Weimer stoppt Bibliotheks-Erweiterung – und spaltet die Kulturszene
Sebastian VoigtWeimer kritisiert wegen gestopptem Bibliotheksbau - Weimer stoppt Bibliotheks-Erweiterung – und spaltet die Kulturszene
Kulturminister Wolfram Weimer hat die Pläne für einen fünften Erweiterungsbau der Deutschen Nationalbibliothek in Leipzig gestoppt. Die Entscheidung fällt in eine Phase wachsender Kritik an seiner Politik, darunter die Streichung dreier linksgerichteter Buchhandlungen von der Liste eines renommierten Preises. Rund sieben Millionen Euro waren bereits in die Planung des nun abgesagten Projekts geflossen.
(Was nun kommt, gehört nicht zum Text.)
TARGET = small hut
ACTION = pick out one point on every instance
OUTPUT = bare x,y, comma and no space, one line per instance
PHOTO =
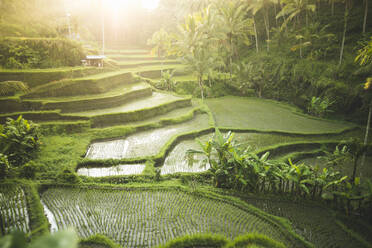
94,60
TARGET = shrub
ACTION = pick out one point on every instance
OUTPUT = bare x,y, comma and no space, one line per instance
198,240
4,166
319,106
21,53
9,88
68,176
19,140
28,170
166,82
255,240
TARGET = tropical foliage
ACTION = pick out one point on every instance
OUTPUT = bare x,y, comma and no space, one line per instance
19,140
240,168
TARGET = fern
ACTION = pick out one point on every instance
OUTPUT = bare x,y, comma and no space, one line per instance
9,88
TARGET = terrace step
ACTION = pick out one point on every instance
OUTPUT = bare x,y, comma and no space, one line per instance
139,110
134,64
127,52
133,57
43,116
37,77
279,151
94,84
117,96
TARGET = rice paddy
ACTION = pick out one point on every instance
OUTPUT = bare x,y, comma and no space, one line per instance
13,210
142,218
143,144
254,113
119,170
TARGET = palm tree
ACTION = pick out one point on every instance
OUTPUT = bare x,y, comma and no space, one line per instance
159,41
365,16
348,5
196,44
293,9
257,6
365,57
235,25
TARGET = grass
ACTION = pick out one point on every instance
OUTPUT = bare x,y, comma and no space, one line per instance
127,51
346,167
151,101
137,145
113,92
317,224
150,217
253,113
13,210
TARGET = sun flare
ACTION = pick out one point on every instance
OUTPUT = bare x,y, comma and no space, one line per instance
150,4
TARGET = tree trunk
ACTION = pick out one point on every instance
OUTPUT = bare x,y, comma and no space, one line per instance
365,17
231,55
267,27
355,165
255,33
344,34
201,86
366,134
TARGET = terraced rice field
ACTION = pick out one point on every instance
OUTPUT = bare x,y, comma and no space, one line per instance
140,218
254,113
119,170
147,143
315,223
13,210
154,100
178,161
345,168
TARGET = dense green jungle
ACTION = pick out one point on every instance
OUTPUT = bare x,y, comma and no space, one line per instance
185,123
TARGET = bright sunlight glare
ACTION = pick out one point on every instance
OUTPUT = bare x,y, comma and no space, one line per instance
150,4
113,5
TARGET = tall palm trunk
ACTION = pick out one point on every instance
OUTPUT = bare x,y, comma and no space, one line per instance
344,34
200,80
255,33
267,27
231,55
333,7
365,17
367,133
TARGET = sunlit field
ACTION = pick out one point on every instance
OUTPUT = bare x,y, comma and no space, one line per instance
185,123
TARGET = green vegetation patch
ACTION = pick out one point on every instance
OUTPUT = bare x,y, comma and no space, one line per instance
137,145
316,223
36,77
253,113
123,95
150,217
13,209
94,84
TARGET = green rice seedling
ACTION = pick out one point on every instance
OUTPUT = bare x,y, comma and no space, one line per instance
13,210
149,217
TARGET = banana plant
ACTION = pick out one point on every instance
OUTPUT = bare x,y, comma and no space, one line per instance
301,177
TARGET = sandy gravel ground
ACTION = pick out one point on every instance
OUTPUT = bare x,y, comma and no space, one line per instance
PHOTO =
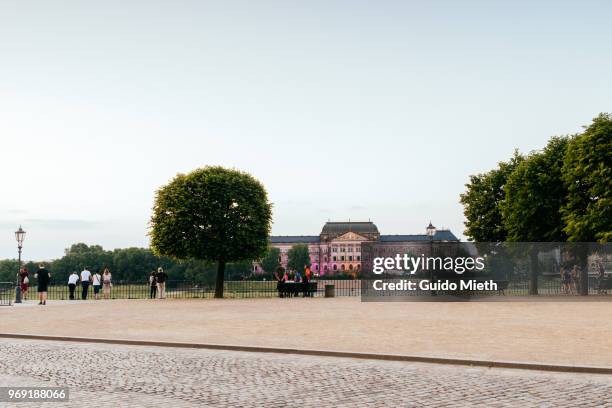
575,333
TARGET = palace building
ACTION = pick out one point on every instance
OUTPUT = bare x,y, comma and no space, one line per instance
338,248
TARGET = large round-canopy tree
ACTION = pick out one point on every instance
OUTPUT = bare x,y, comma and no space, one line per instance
212,214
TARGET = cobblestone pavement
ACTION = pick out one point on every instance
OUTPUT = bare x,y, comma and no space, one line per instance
103,375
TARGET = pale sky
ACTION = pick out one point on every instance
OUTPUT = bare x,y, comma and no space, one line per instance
343,109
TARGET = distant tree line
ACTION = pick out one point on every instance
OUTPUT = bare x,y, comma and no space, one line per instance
128,264
560,193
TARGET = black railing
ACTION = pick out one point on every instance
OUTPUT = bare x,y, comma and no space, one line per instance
268,289
195,290
7,291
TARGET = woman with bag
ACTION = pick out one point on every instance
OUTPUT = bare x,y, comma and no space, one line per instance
24,282
107,283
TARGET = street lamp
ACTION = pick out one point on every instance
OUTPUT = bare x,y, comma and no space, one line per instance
431,231
19,236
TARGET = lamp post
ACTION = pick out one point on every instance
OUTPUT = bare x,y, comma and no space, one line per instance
431,231
19,236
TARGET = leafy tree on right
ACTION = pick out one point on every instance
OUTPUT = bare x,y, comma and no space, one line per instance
587,172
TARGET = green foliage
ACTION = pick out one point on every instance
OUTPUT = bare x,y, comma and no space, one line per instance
297,257
587,172
534,195
212,214
482,202
270,261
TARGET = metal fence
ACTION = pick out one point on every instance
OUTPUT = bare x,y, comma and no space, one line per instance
268,289
7,290
195,290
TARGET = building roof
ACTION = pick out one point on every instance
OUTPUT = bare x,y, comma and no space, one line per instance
440,235
294,239
333,228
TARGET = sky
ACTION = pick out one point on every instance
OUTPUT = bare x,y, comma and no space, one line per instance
342,109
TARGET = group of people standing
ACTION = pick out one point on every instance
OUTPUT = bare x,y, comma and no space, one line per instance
99,282
157,283
283,277
570,279
95,280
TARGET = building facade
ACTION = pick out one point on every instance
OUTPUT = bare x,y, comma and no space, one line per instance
338,248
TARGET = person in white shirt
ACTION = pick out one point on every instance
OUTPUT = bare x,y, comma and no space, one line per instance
72,281
97,282
85,281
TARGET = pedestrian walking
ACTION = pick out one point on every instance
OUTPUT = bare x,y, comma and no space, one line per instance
96,283
107,283
161,277
43,277
24,282
73,279
153,285
85,281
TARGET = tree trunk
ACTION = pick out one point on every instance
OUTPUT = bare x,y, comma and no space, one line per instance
583,256
219,282
533,273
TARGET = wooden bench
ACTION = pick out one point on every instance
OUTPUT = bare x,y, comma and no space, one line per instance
291,289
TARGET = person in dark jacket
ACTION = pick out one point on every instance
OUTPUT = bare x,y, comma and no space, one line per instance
43,277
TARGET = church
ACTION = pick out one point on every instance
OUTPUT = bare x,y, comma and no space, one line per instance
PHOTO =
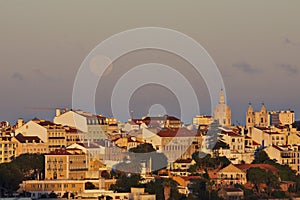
222,111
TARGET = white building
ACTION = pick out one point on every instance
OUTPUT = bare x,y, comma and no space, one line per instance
94,125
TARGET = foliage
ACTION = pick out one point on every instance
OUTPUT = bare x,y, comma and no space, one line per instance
296,124
24,167
157,187
207,161
143,153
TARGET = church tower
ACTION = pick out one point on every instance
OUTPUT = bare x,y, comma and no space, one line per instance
249,117
263,119
222,111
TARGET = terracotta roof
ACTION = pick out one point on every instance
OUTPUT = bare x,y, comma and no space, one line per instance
231,134
184,161
21,138
178,132
63,152
245,167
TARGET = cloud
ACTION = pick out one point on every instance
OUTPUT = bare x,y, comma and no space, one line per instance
17,76
292,69
289,42
247,68
43,75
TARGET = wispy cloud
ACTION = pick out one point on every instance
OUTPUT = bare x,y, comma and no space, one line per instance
17,76
287,41
292,69
43,75
246,68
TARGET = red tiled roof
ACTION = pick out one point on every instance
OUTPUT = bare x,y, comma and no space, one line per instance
231,134
21,138
178,132
184,161
267,167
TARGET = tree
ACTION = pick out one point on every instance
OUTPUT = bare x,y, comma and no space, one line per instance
124,183
261,157
24,167
157,187
256,176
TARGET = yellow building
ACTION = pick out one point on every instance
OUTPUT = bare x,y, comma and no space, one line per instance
76,188
30,144
202,120
66,164
7,147
285,155
259,118
231,175
52,134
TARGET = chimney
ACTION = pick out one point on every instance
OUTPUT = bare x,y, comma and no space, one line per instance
20,122
57,112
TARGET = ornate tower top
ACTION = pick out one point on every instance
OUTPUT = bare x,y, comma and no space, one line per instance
222,97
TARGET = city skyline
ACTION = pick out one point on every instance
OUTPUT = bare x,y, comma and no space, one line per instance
41,52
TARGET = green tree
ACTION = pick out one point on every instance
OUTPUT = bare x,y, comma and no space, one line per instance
256,176
124,183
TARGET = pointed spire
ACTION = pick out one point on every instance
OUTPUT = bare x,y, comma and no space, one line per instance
222,97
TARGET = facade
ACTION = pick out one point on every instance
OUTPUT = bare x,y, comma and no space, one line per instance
285,155
8,147
222,112
50,133
260,118
174,143
30,144
283,117
231,193
268,136
94,126
66,164
202,120
231,175
74,187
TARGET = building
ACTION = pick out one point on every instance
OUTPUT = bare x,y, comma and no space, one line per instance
50,133
260,118
95,126
231,175
267,136
30,144
8,147
174,143
222,112
285,155
235,141
202,120
66,164
231,193
74,188
283,117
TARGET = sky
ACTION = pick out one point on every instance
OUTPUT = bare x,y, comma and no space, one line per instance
255,45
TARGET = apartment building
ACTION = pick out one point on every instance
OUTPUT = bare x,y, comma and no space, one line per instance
8,147
95,126
285,155
66,164
30,144
231,175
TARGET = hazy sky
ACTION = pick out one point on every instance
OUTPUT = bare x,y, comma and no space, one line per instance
256,45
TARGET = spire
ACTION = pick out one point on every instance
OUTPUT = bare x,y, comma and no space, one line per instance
250,109
222,97
263,108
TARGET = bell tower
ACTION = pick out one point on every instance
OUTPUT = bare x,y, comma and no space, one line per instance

Die Erweiterung sollte dringenden Platzmangel am Leipziger Standort beheben, wo die Kapazitäten für Bücher und Medien nahezu erschöpft sind. Weimers Schritt, das Projekt zu beenden, folgt seinem Vorstoß, das Pflichtexemplarsystem der Bibliothek stärker auf digitale Formate auszurichten. Bisher müssen Verlage zwei physische Exemplare jeder Veröffentlichung abliefern – der Minister strebt jedoch eine Reduzierung auf ein Exemplar an, vorzugsweise in digitaler Form.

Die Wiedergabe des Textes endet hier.